Theatre director John Barton, a co-founder of the Royal Shakespeare Company (RSC), has died aged 89.

Working with the company since its beginnings in 1960, Barton directed more than 50 works – some adapted by him from the texts of Greek drama.

He was “a Shakespeare genius”, RSC artistic director Gregory Doran said.

Actor Sir Patrick Stewart said “the names William Shakespeare and John Barton will be for me forever united”.

Sir Patrick, who worked with Barton on The Merchant of Venice, said that no one in his career “had the impact John had”.

Paying tribute to a “mentor and friend”, Doran said Barton was “one of the greatest influences in the acting of Shakespeare of the last century”.

Generations of actors had been and still were influenced by Barton’s series of Shakespeare workshops, Doran said.

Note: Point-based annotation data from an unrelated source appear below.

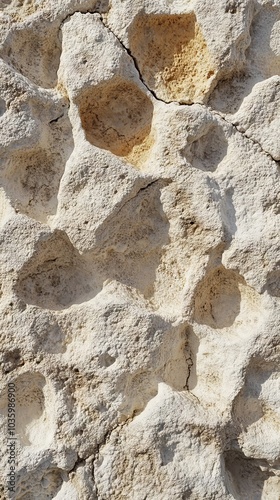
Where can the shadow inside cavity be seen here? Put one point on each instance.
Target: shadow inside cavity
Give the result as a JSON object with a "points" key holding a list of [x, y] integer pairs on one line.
{"points": [[218, 299], [244, 477], [208, 151], [116, 116]]}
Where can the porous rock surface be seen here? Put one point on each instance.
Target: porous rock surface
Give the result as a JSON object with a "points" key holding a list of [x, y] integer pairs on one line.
{"points": [[139, 230]]}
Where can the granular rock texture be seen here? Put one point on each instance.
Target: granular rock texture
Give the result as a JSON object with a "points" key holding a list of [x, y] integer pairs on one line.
{"points": [[139, 241]]}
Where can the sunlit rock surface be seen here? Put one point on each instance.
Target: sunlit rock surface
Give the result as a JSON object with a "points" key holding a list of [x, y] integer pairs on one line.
{"points": [[139, 240]]}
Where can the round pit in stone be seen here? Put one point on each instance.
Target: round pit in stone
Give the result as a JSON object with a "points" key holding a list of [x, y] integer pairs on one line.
{"points": [[116, 116]]}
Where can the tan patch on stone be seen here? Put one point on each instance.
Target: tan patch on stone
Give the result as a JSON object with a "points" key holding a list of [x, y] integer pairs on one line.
{"points": [[173, 56], [117, 116], [19, 9]]}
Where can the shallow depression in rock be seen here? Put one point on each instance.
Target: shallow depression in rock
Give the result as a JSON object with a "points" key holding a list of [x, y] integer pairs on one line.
{"points": [[117, 116], [172, 55]]}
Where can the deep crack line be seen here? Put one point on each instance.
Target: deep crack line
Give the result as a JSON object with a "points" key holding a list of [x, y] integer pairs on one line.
{"points": [[153, 93], [243, 134]]}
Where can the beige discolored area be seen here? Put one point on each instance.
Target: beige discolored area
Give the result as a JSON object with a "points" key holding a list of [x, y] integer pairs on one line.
{"points": [[173, 56], [117, 116], [223, 299]]}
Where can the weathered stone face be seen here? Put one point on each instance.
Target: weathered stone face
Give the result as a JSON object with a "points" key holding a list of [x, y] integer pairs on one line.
{"points": [[139, 241]]}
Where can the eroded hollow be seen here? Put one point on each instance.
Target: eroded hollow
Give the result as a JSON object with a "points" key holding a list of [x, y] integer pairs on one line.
{"points": [[56, 276], [32, 182], [117, 116], [209, 150], [172, 56], [224, 299], [243, 476], [34, 423], [34, 52]]}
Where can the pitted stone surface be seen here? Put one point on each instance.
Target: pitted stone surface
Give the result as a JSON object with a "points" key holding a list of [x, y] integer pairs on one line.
{"points": [[139, 241]]}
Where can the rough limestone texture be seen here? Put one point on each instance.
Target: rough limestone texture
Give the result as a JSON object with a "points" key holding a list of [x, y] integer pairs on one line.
{"points": [[139, 241]]}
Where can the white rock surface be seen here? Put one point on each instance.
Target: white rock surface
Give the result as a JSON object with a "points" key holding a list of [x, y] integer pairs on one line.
{"points": [[139, 241]]}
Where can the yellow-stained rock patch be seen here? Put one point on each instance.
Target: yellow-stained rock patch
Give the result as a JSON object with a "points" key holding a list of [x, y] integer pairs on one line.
{"points": [[173, 56], [117, 116]]}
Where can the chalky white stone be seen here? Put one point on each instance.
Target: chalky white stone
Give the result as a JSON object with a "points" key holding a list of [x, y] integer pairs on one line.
{"points": [[139, 240]]}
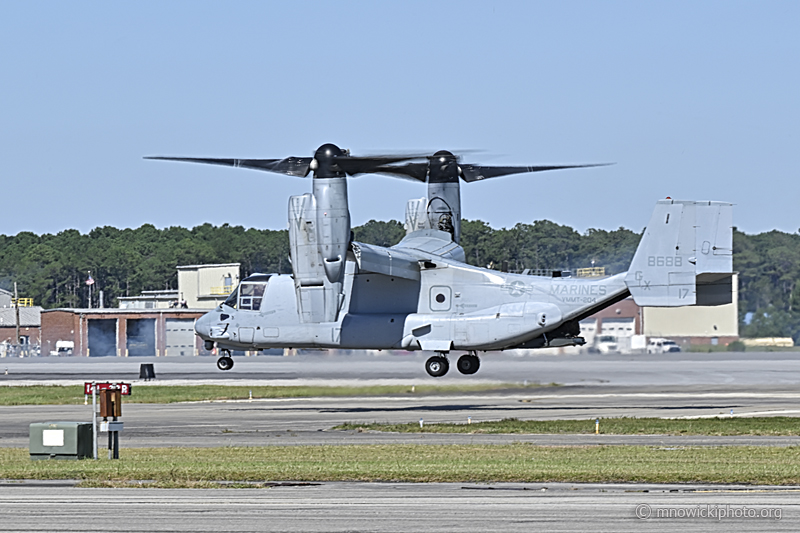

Doran recalled directing Malory’s Morte d’Arthur, when Barton joined him for sessions “in which he delivered whole sections of the book from memory, including, most wonderfully, the list of a hundred knights”.

‘Inestimable legacy’

Barton’s acclaimed productions include the War of the Roses, Twelfth Night, The Hollow Crown and The Greeks.

Judi Dench, Jeremy Irons, Helen Mirren and Ian McKellen are among the actors to have worked with him.

Josie Rourke, artistic director at the Donmar Warehouse, paid tribute the “fierce, funny” director.

The associate director of London’s Almeida Theatre, Robert Icke, called his legacy “inestimable”.

“We don’t make them like him any more,” he added.

Meanwhile actor, John Bowe, wrote that he was “honoured” to have been directed by him.

This autumn’s RSC production of Troilus and Cressida – Barton’s favourite play – will be dedicated to him.